Interlude with glaciers
posted in Alaska, OmegaGranny |More sunny days…we think GrannyJ brought them with her, which, of course, means she will take them away when she leaves.
Yesterday, we took advantage of the hint of sunlight we saw, and headed off to The Glacier. We were rewarded with the kinds of views that show up on Alaska tourism magazines.
Mountain and river:
Dad and dotter sharing some laughter and nose-rubs alongside a lake:
The lake and mountains looking very picturesque:
GrannyJ in front of The Glacier:
The glacier is advancing at the rate of a foot a day. At the same time, it used to be where GrannyJ is pictured, and has actually retreated to where it is in the view (half a mile back?). So the end result: if it weren’t advancing as quickly as it is, it would have receded quite a bit further.
In reality, what GrannyJ is standing on is frozen icy debris. It’s astonishing how much grit and dirt and rock this honkin’ heap o’ ice has left behind. Anyway, you drive to almost this point, then hike the half mile to the real glacial stuff. The keepers of the private property on which the glacier ends claimed that we could drive GrannyJ to the foot of the glacier…ahem. They wuz wrong. Or maybe they didn’t quite understand when we asked how close she could get to it. Technically, yes, she’s “on” the glacier. But what we wanted was something like this:
The ice is incredibly blue. The dotter was poking at one of the numerous rivulets of water rushing across the surface of the ice, and you get an idea of the blue-ness:
The dotter had to try sliding down the ice:
We followed the trail to the lake at the real foot of the glacier:
You can’t tell just how big this is, but I have another picture of the same shot, just a little angled to the left, which has a trio of people crossing the ice midway down, and the people are little ant-like spots on the ice.

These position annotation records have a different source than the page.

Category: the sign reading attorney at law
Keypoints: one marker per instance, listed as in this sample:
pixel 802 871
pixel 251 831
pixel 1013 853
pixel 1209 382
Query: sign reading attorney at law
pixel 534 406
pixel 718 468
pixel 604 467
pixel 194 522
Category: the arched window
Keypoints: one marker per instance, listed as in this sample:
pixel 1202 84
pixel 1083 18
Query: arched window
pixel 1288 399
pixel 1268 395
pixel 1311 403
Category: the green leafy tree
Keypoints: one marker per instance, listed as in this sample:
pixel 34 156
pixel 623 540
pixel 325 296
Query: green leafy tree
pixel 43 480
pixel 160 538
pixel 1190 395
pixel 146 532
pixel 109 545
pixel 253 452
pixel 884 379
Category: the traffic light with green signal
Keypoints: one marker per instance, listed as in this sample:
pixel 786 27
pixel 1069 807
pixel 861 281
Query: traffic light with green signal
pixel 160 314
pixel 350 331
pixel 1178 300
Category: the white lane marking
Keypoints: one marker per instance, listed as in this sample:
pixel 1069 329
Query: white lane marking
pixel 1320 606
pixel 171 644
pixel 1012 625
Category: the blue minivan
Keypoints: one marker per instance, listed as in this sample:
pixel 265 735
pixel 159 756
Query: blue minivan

At this point, we should have turned around and taken the trail back. But, hey, we’re wild and crazy and adventuresome. We wanted to go a different way “out”, so we followed the stream back out from the bottom of the lake. We had to cross numerous times, one of which ended up with OmegaDad nearly being swept into the water when the “solid ice” in the middle of the four-foot-wide rushing icy stream turned out to not be solid and sank beneath him. This so freaked out the dotter that at bedtime, when we were doing the Feeling Game, her “I was scared by…” was this, and it led to a discussion of what would happen if he had been drowned, and what would happen if we both were drowned, and “how would I get home?”
There were some grand carved canyons in the ice:
But after a great deal of slipping and sliding and schlepping through icy rivulets and slurgy muck, we made it out.
We drove further up into the mountains, above the tree line, and got a grand postcard-like vista:
We ate dinner at a roadhouse which had this lovely little jewel of a tundra lake behind it:
And then we drove home.
All told, about 10 or 11 hours out-and-about. I have to say that by the time we were about 20 miles from home, I was ready to kill my dotter. This child cannot stop chattering. It was endless. I was at the point where I was desperate for peace and quiet!
But there you have it: Yes, there is sunshine in Alaska. Yes, there are glaciers and forests and mountains and lakes and rivers in Alaska. I am mentally storing up all the sunny days in my memory, so that if it keeps raining, I’ve got that sunny memory to keep me going.